Inside Green Zone
New Matt Damon movie opening May 12 is based off Campolindo High alum's non-fiction book on reconstruction efforts in Iraq.
courtesy of universal
LOOK CLOSELY at the poster for the new movie Green Zone, and you’ll notice a Campolindo High alum. He is the author of the nonfiction book that inspired this latest powerhouse collaboration of Bourne Supremacy star Matt Damon and director Paul Greengrass.
In Imperial Life in the Emerald City: Inside Iraq’s Green Zone, Rajiv Chandrasekaran describes the “great American screwup” in its immediate post–Saddam Hussein reconstruction efforts.
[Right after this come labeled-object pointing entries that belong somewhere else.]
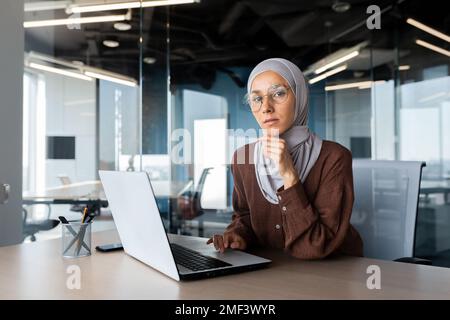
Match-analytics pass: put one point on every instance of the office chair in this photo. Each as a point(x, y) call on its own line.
point(188, 201)
point(31, 228)
point(385, 208)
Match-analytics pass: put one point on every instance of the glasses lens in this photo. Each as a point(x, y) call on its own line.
point(255, 102)
point(279, 95)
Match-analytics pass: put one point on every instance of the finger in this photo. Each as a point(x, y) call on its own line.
point(226, 240)
point(216, 241)
point(220, 245)
point(237, 245)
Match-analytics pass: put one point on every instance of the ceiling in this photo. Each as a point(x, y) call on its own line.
point(217, 35)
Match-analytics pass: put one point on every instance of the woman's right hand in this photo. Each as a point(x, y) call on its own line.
point(228, 240)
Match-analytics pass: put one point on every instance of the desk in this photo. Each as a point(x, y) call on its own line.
point(37, 271)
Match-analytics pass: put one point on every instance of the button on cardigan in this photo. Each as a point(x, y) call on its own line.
point(311, 220)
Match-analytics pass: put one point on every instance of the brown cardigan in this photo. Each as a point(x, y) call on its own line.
point(311, 220)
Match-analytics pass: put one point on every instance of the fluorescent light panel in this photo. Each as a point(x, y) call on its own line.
point(45, 5)
point(428, 29)
point(404, 67)
point(126, 5)
point(110, 78)
point(433, 47)
point(337, 61)
point(327, 74)
point(59, 71)
point(69, 21)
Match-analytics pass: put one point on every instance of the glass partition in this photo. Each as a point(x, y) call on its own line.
point(81, 109)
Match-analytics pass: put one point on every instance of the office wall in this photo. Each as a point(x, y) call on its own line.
point(70, 111)
point(11, 74)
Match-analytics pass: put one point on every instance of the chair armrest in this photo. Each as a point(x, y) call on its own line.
point(414, 260)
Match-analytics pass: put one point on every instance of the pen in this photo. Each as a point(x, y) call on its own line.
point(84, 215)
Chandrasekaran’s insights came from working as the Washington Post’s Baghdad bureau chief in 2003–04. This detached Americanized world around Saddam’s former palace provided the setting for Green Zone (in theaters March 12), in which Damon’s fictionalized army officer leads a search for weapons of mass destruction.
“Paul had been wanting to make an Iraq war movie for some time,” says the Moraga-raised Chandrasekaran, who now covers U.S. operations in Afghanistan. Greengrass read the book while he was finishing The Bourne Ultimatum and told Chandrasekaran that his book “unlocked” the story for him.
While Chandrasekaran didn’t work on the script by Academy Award–winner Brian Helgeland, he visited the Morocco set and spent several evenings with Damon. At the time, Chandrasekaran was overseeing the Post’s coverage of the 2008 presidential election, and Damon, a political junkie, wanted to dissect poll numbers coming out of the Ohio and Texas primaries.
Chandrasekaran, 37, doesn’t mind that Green Zone doesn’t directly follow his book. “I suppose you could have taken my book, turned it into a documentary and a thousand people would see it. What Paul has done is get to the essential truths of it with drama and action, which I think will break it through to a much larger audience.”